Ach ja, der Frühling. Voriges Jahr waren’s 20 Grad und Sonnenschein – dieser Sonntag wird etwas frischer, es soll nieseln. Wer sich also auf den Weg macht zum Halbmarathon, um die vielen Sportler anzufeuern („Lauf, Papa, lauf! Nur noch 20 Kilometer!“), sollte nicht nur auf die Uhrzeit achten – Sonntagmorgen gilt schon die Sommerzeit – , sondern auch einen Regenschirm einpacken.

Den Sportlern wird schon warm werden, wenn sie zum ersten Mal wieder über den Berliner Asphalt rennen. Beim 35. Halbmarathon gehen dieses Jahr mehr als 32 000 Sportler aus 117 Nationen auf die Strecke. Der Startschuss fällt um 10.05 Uhr auf der Karl-Marx-Allee zwischen Alexanderplatz und Kino International. Von dort werden die Läufer über die Straße des 17. Juni zum Schloss Charlottenburg laufen, gen Ku’damm abbiegen und zurück durch Schöneberg und Kreuzberg joggen.

Von den 32 000 Sportlern sind in diesem Jahr 12 000 weiblich; 1600 Inlineskater machen mit, 22 Handbiker und drei Rollstuhlfahrer. Die meisten ausländischen Teilnehmer kommen aus Dänemark (3150), den Niederlanden (900) und Italien (850).

Wer einmal Schwung hat, sollte den auch nutzen.
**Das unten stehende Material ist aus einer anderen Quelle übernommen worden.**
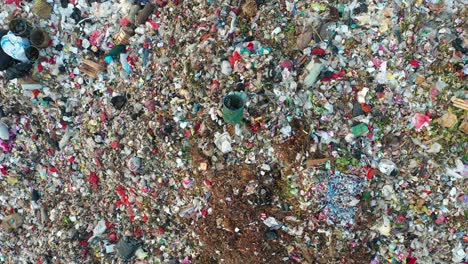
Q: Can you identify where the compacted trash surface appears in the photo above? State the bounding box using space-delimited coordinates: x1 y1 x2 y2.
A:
0 0 468 264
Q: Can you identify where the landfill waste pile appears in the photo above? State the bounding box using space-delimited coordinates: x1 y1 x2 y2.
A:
0 0 468 264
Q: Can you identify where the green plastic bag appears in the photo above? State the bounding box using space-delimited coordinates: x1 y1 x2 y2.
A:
223 92 246 124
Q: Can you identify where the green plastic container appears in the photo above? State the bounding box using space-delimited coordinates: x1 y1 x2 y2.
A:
223 92 246 124
351 123 369 137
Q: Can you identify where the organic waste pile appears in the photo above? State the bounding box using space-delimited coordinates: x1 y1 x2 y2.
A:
0 0 468 264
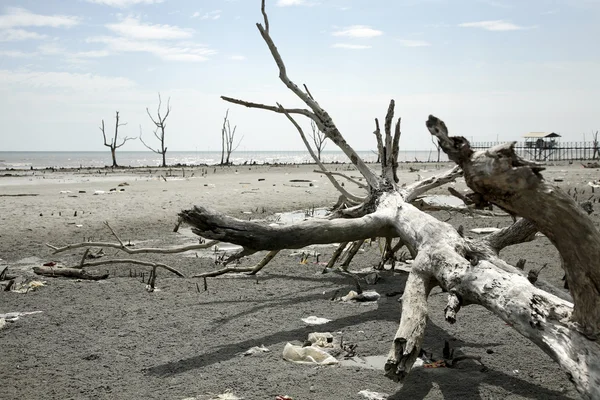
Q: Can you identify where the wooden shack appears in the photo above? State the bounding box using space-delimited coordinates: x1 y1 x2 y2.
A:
523 132 560 161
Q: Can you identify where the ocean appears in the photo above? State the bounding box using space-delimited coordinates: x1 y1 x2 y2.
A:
0 150 447 169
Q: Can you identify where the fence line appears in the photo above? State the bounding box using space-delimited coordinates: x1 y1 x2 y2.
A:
471 142 600 161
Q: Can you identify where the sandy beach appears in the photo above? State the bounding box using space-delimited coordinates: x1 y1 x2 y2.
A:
0 163 600 400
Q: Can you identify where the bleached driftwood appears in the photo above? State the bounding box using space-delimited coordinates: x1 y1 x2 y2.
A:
180 1 600 399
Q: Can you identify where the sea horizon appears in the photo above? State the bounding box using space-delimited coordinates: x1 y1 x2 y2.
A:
0 150 448 169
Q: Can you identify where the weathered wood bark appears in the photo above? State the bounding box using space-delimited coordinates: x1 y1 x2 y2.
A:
33 267 108 281
180 1 600 399
45 0 600 399
427 116 600 339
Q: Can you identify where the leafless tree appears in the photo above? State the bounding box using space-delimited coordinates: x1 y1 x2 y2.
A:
140 93 171 167
431 136 442 162
100 111 137 167
47 0 600 399
592 131 600 160
310 120 327 160
221 109 244 165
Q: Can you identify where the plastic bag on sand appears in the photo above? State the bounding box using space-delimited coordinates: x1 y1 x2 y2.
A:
242 344 271 356
308 332 333 347
358 390 388 400
302 315 331 325
342 290 381 301
283 343 339 365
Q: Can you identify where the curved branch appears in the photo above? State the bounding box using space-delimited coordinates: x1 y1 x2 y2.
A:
277 103 362 201
256 4 383 188
426 115 600 339
179 206 390 251
46 240 219 254
401 166 462 203
221 96 316 120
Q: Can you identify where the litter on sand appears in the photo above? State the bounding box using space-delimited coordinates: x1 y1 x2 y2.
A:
283 343 339 365
471 227 500 233
242 344 271 356
11 281 46 294
182 390 243 400
358 390 388 400
342 290 381 301
0 311 41 322
302 315 331 325
308 332 333 347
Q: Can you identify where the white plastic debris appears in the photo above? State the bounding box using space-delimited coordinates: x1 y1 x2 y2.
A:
283 343 339 365
308 332 333 347
342 290 381 301
242 344 271 356
302 315 331 325
358 390 388 400
0 311 41 322
471 227 500 233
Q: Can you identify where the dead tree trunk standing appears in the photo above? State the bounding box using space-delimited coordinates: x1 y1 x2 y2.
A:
140 93 171 167
180 0 600 399
100 111 137 168
221 109 244 165
310 121 327 161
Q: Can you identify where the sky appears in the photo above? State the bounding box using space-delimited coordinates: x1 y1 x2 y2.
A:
0 0 600 151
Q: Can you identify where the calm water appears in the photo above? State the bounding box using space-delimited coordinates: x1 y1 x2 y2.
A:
0 151 446 169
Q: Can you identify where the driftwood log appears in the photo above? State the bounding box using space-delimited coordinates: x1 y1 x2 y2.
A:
43 0 600 399
33 267 108 281
180 0 600 399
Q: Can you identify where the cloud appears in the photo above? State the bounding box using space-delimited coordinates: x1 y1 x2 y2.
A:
458 19 527 32
277 0 314 7
0 29 48 42
331 43 371 50
192 10 221 20
87 0 164 8
87 36 217 62
332 25 383 38
0 70 137 91
398 39 431 47
0 50 35 58
106 17 193 40
0 7 80 29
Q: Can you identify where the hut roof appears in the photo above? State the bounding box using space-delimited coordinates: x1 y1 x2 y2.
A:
523 132 560 139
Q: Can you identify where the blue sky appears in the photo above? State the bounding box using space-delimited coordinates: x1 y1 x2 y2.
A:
0 0 600 151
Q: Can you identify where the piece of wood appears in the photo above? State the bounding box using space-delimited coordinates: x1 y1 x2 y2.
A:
33 267 108 281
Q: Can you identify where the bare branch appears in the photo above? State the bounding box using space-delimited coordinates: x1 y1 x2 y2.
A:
277 103 361 201
221 96 317 120
401 166 462 203
313 169 369 190
46 240 219 254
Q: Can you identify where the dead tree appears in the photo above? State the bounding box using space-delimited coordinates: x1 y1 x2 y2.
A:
51 0 600 399
140 93 171 167
100 111 137 167
310 120 327 161
220 109 244 165
592 131 600 160
431 136 442 162
180 0 600 399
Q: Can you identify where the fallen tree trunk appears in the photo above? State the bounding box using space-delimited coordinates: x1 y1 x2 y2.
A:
180 0 600 399
33 267 108 281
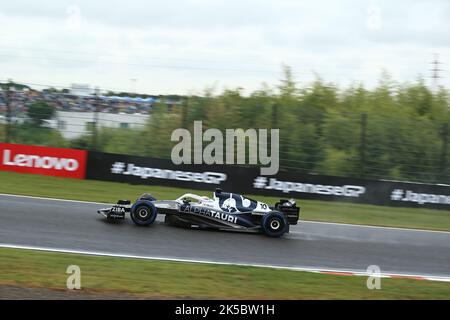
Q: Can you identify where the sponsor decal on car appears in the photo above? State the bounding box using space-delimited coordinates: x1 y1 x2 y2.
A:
0 143 87 179
180 205 237 223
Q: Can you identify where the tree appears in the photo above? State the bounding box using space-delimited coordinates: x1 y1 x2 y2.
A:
27 101 55 127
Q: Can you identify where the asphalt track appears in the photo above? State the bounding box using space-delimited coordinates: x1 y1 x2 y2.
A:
0 195 450 277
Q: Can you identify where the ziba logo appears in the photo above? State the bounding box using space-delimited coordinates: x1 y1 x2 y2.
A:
0 143 87 179
3 149 79 171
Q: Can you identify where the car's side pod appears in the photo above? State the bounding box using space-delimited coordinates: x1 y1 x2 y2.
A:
275 199 300 224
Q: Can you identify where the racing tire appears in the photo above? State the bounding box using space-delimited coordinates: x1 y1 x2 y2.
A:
261 212 288 238
130 201 157 226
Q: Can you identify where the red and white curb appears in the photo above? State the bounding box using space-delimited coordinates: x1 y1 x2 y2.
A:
0 243 450 282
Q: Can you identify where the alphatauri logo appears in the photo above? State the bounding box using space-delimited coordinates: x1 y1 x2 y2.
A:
0 143 87 179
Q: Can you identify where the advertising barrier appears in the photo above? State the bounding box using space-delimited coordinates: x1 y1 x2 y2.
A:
0 143 87 179
86 152 450 210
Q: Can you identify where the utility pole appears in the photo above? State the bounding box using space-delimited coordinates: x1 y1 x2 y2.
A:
92 88 99 151
359 113 367 178
431 53 442 91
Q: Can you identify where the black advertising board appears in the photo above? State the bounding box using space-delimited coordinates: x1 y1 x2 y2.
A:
86 152 450 210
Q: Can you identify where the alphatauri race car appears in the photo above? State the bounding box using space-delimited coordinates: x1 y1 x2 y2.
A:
98 189 300 237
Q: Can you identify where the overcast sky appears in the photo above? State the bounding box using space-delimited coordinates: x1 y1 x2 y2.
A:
0 0 450 94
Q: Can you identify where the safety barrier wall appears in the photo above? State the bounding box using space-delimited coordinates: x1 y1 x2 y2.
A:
0 143 450 210
86 152 450 210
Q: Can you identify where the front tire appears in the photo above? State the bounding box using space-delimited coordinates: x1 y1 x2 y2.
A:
261 212 288 238
130 201 157 226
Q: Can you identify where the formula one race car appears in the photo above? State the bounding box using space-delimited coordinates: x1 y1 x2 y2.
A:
98 189 300 237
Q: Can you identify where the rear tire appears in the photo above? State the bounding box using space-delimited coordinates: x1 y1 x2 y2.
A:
130 201 157 226
261 211 288 238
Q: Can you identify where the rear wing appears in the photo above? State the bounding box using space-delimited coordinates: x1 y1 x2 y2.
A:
275 199 300 224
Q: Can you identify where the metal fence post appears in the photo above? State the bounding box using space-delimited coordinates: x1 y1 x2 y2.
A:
439 123 449 183
181 97 189 129
359 113 367 178
5 83 15 143
91 88 99 151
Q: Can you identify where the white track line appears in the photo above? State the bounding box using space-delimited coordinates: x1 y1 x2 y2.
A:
0 243 450 282
0 193 450 234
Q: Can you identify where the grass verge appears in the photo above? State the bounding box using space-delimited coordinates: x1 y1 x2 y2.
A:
0 172 450 231
0 248 450 299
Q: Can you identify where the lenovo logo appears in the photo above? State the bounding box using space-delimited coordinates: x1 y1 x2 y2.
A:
3 150 79 171
0 143 86 179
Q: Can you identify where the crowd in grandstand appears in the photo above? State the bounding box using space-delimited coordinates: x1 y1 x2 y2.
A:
0 87 158 117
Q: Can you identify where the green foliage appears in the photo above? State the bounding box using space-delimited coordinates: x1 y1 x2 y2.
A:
5 71 450 183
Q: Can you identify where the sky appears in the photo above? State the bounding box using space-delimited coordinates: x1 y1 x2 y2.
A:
0 0 450 94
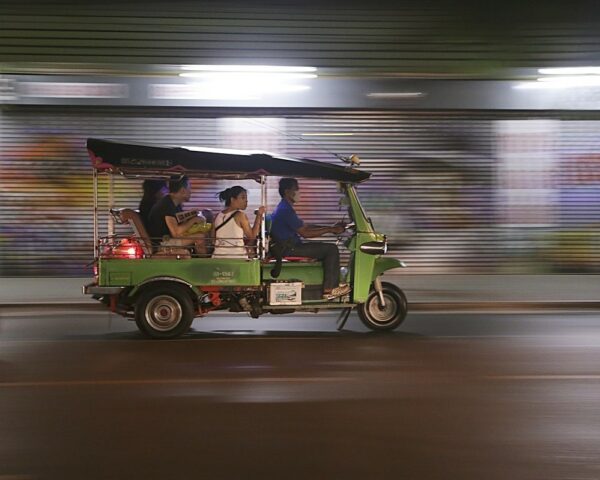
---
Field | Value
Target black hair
[279,178,298,198]
[169,175,190,193]
[219,185,247,207]
[142,179,167,197]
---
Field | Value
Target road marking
[0,377,355,388]
[485,375,600,380]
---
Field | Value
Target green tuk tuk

Am 18. April ist Airport Nightrun am Flughafen BER (bis zu 22 Kilometer), am 19. April Jedermannlauf im Tegeler Forst (bis zu 15 Kilometer), am 10. Mai steht der 25-Kilometer-Lauf quer durch Berlin an, und am 16. Mai ist Berliner Frauenlauf im Tiergarten (bis zu 10 Kilometer).